Institute Description

Dear Colleagues,

The early modern period has been typically portrayed through the activities of Europeans. In this historical narrative, European nations inaugurated an unstoppable process of global domination beginning with the voyages of discovery in the 1400s.  From then on, European armies, merchants and missionaries fanned across the globe, and established themselves through colonization, commerce, and conversion.  This process culminated in the eventual triumph of the nation-state and industrial capitalism as the best forms of political organization and economic production.  Recently, however, scholars have identified serious deficiencies in this longstanding narrative.  First of all, it blurs important distinctions between the early modern and modern periods; second, it relies on simplistic cultural stereotypes and portrays non-Europeans largely as passive bystanders; finally, it overlooks several processes, such as exchange and interaction on a global scale, that allow for a more nuanced interpretation of the early modern period.
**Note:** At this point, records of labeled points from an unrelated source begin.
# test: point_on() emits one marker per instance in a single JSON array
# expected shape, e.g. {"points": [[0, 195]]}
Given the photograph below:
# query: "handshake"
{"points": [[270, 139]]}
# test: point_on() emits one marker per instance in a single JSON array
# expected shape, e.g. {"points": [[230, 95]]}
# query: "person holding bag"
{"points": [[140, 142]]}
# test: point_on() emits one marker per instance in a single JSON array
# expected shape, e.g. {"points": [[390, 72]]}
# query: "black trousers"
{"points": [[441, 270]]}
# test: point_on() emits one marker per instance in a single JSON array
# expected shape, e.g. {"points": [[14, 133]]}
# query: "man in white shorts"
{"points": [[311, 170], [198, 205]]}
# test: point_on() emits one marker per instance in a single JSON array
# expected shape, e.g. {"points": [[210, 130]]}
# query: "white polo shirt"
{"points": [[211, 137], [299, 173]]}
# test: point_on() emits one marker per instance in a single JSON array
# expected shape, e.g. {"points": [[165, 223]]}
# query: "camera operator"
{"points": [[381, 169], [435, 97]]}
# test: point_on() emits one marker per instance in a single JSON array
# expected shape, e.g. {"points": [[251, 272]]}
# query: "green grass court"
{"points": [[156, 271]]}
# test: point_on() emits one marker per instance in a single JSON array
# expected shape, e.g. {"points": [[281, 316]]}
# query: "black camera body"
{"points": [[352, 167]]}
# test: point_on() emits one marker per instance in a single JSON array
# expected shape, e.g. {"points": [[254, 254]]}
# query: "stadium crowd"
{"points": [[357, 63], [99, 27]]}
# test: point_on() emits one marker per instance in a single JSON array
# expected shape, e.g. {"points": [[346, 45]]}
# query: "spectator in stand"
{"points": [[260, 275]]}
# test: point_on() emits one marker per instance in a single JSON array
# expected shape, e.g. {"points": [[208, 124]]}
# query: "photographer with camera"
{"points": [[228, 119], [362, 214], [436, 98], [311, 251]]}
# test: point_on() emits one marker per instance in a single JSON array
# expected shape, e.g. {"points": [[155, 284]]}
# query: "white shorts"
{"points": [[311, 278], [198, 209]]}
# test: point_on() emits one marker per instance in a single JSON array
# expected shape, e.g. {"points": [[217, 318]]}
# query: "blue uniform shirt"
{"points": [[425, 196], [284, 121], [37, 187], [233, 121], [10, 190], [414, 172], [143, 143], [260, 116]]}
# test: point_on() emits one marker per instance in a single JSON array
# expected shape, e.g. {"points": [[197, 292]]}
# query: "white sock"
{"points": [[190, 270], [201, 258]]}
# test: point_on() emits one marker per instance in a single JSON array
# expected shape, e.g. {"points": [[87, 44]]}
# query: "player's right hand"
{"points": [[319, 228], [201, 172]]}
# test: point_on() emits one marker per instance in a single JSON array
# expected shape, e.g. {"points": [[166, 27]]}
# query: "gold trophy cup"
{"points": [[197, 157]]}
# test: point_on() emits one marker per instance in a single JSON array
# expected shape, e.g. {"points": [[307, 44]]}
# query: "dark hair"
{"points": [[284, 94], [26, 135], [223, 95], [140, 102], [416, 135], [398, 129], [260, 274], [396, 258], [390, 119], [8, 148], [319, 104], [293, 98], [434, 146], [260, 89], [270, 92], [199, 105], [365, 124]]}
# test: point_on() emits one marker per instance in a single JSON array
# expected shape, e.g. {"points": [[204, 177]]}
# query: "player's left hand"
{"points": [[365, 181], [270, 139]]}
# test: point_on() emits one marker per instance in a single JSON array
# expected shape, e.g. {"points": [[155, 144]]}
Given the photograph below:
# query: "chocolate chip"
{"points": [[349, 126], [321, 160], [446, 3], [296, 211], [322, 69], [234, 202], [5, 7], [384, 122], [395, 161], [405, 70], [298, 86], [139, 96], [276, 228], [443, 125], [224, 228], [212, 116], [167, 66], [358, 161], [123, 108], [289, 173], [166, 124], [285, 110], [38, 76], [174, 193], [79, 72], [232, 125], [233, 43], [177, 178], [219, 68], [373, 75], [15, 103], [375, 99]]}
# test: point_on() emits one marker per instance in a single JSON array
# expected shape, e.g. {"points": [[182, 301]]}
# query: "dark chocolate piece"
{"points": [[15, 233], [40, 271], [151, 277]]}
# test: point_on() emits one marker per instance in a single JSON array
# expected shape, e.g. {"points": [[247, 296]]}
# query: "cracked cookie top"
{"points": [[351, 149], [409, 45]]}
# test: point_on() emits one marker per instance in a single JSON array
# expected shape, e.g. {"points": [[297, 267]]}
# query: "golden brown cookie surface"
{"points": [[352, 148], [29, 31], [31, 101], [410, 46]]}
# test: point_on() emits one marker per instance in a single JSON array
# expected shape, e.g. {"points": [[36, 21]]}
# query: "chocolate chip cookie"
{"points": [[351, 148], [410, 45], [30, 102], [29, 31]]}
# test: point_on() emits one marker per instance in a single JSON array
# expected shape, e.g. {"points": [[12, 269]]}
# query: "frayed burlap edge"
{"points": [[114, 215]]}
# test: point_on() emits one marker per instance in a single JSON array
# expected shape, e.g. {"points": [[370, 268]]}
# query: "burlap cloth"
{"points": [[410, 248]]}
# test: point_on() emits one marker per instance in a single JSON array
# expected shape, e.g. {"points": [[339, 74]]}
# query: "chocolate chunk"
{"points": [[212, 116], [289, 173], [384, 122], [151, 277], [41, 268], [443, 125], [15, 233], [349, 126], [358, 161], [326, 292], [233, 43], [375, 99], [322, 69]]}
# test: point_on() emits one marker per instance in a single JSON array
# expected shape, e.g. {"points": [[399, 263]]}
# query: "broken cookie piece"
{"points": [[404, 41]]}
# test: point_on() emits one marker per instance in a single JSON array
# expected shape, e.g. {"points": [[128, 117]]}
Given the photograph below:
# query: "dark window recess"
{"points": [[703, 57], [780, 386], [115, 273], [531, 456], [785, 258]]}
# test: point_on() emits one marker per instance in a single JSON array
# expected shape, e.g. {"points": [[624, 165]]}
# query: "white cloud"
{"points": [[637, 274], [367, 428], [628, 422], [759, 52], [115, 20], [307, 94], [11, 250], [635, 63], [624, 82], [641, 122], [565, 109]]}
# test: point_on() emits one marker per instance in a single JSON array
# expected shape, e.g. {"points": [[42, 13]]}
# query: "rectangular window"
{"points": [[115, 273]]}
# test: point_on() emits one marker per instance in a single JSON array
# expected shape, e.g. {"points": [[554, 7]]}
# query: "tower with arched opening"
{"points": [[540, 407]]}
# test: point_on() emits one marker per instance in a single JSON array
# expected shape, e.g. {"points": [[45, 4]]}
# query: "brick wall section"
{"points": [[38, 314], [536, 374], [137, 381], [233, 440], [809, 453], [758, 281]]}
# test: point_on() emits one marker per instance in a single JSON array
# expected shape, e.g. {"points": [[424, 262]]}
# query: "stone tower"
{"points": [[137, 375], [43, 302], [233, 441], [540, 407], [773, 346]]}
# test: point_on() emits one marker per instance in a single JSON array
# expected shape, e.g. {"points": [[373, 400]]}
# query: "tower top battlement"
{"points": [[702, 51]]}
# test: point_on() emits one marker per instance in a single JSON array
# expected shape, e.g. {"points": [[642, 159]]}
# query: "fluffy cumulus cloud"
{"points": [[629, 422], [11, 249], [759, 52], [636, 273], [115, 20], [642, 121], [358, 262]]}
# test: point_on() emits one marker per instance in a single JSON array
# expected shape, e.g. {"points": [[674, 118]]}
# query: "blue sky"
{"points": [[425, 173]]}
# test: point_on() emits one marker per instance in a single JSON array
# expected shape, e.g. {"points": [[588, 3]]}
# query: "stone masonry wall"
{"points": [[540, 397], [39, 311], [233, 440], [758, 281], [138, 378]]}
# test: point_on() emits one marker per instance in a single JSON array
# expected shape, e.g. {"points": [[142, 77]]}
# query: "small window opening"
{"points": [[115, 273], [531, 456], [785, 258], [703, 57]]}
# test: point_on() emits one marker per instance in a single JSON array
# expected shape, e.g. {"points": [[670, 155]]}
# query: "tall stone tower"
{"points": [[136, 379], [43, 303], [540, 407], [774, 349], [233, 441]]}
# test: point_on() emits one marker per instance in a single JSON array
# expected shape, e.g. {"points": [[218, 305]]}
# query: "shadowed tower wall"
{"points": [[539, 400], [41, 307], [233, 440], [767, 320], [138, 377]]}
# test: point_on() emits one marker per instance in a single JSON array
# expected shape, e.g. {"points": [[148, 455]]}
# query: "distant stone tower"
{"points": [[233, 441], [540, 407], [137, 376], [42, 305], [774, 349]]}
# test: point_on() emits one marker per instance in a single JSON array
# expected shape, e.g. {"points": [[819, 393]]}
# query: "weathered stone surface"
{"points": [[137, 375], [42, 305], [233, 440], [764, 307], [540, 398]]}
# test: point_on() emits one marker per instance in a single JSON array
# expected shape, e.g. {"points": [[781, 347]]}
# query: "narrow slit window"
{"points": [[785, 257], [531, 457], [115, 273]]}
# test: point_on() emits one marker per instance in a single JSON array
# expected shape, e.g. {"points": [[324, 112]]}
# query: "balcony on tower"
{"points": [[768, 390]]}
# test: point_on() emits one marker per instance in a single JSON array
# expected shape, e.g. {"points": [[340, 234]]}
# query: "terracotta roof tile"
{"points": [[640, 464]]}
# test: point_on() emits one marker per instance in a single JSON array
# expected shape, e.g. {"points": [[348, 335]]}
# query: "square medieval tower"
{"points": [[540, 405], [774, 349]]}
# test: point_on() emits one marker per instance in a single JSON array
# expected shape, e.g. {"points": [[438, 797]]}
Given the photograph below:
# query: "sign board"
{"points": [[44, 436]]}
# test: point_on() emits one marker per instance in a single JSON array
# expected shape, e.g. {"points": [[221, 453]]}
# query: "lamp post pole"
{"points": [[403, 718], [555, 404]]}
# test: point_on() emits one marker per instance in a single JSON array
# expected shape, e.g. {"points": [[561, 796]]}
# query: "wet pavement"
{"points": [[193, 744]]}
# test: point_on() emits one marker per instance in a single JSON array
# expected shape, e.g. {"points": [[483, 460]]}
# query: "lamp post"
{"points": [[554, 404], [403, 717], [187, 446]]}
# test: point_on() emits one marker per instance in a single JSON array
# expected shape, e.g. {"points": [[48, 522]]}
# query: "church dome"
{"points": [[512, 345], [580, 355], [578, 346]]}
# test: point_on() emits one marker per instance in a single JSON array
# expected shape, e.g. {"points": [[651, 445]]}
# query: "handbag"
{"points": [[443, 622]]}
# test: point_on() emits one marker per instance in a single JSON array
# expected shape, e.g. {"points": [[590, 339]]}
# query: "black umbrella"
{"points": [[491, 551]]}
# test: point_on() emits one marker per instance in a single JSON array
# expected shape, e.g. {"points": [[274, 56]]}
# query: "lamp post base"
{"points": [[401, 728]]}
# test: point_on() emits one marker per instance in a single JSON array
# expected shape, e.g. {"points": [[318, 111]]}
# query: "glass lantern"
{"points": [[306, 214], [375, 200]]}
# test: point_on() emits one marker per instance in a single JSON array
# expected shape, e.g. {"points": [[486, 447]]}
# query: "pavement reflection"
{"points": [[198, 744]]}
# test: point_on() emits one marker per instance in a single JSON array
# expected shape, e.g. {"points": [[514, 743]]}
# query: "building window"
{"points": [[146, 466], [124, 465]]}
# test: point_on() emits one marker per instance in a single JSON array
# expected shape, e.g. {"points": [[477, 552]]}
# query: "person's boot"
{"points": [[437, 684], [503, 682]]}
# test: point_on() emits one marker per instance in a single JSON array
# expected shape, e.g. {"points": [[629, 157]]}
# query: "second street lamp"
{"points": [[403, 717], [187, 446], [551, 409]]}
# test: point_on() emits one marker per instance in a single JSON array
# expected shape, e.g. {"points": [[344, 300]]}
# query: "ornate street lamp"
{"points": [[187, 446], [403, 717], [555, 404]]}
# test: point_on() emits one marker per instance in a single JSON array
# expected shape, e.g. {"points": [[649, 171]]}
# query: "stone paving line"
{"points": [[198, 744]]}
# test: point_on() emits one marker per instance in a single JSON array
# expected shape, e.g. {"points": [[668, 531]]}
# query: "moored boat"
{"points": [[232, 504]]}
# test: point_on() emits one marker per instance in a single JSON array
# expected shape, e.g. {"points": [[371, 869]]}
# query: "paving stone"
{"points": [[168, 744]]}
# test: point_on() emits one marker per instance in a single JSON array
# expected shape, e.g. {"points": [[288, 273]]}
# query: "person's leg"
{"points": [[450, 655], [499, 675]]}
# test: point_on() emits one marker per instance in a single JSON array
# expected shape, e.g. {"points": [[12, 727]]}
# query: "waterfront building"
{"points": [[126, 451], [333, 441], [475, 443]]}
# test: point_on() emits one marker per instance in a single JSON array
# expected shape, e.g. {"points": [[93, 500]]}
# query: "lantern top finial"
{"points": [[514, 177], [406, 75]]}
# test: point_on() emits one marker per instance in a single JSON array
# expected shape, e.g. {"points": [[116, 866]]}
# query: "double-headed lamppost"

Thus, while Eurocentric narratives of “The Age of Discovery” may paint it as such, the early modern period was not solely the age of European expansion throughout the world. To be sure, Spanish, Portuguese, Dutch, English, French, German, Swedish, and Danish officers sailed the seas and carved out distant maritime outposts and colonies from the 1400s to the 1700s. But these European actors were not the only empire builders since a number of Middle Eastern and Asian states established control over large territories simultaneously. The Ottomans (1300-1922) extended their rule into Central Europe and the Balkans, parts of northern Africa, and most of the Middle East; the Safavids (1501-1722) controlled the territories of today’s Iran; and the Mughals (1526-1857) occupied most of the Indian subcontinent. Through their use of gunpowder weapons, their development of relatively efficient bureaucracies, and their interest in international trade, these empires successfully competed with the European political and commercial interests. The Ming (1368-1644) and Qing (1644-1911) dynasties built a vigorous economy in East Asia, and expanded into Central Asia, Mongolia, Turkestan, and Tibet. Muscovy, once a tributary of the Mongols, increased its land at the expense of the Polish-Lithuanian Commonwealth to the west, and established control over large swaths of Siberia, eventually reaching the Pacific Ocean by the mid-seventeenth century.

The near-simultaneous rise of empires throughout Eurasia led to intense imperial rivalries, which manifested themselves in the form of warfare as well as cultural and economic competition. Even though Africans, Asians, and Europeans had engaged one another intermittently since ancient times, the early modern empires connected different communities within a global environment, and in a more comprehensive fashion. In this period of intense cultural, political, military, and economic contact, a single region or actor was not able to prevail over the others. Rather, a host of individuals, companies, tribes, states, and empires clashed, competed, and also cooperated. Travel became a much more frequent activity, and it increasingly involved individuals from different social and cultural backgrounds. These travelers (merchants, soldiers, pilgrims, missionaries, adventurers, members of persecuted groups) carried their wares, food, books, and germs across the globe. Eventually, these travels led to the circulation of practices, ideas, and beliefs on a wide scale that ranged from political sovereignty to apocalypticism. Early modern interaction was distinctive, standing out from later, modern patterns that emerged in the 1800s with the advent of industrialization. The Industrial Revolution equipped western nations with the technical capacities that enabled a handful of European countries (and later Japan and the United States) to dominate world affairs. The early modern period, on the other hand, allowed for the existence of several cultural and economic centers, across which travel and exchange was possible.

Over the past few decades, scholars from a variety of disciplines, fields, and geographical areas helped redefine our understanding of early modernity. They established interdisciplinary approaches, and emphasized the agency of individuals and communities rather than merely focusing on states and empires. The three-week NEH Summer Institute at Indiana University, “Beyond East and West: Exchanges and Interactions across the Early Modern World (1400-1800),” will offer college and university teachers the opportunity to absorb these new approaches.  We are now increasingly aware of living in a global environment through the circulation of global cultural artifacts (ethnic food, modern art, music, literature, movies) as well as our exposure to global problems (the deterioration of nature, refugee crises, global market volatility).  In order to better understand the implications of these developments, it is crucial to rethink their origins in the so-called early modern period.

This Institute will be built around the interdisciplinary and collaborative nature of recent early modern scholarship.  We welcome participants from different fields, at different stages in their careers, and from different types of academic institutions.  Participants will possess distinct interests, and offer their own insights, all of which will enrich our collective Institute experience.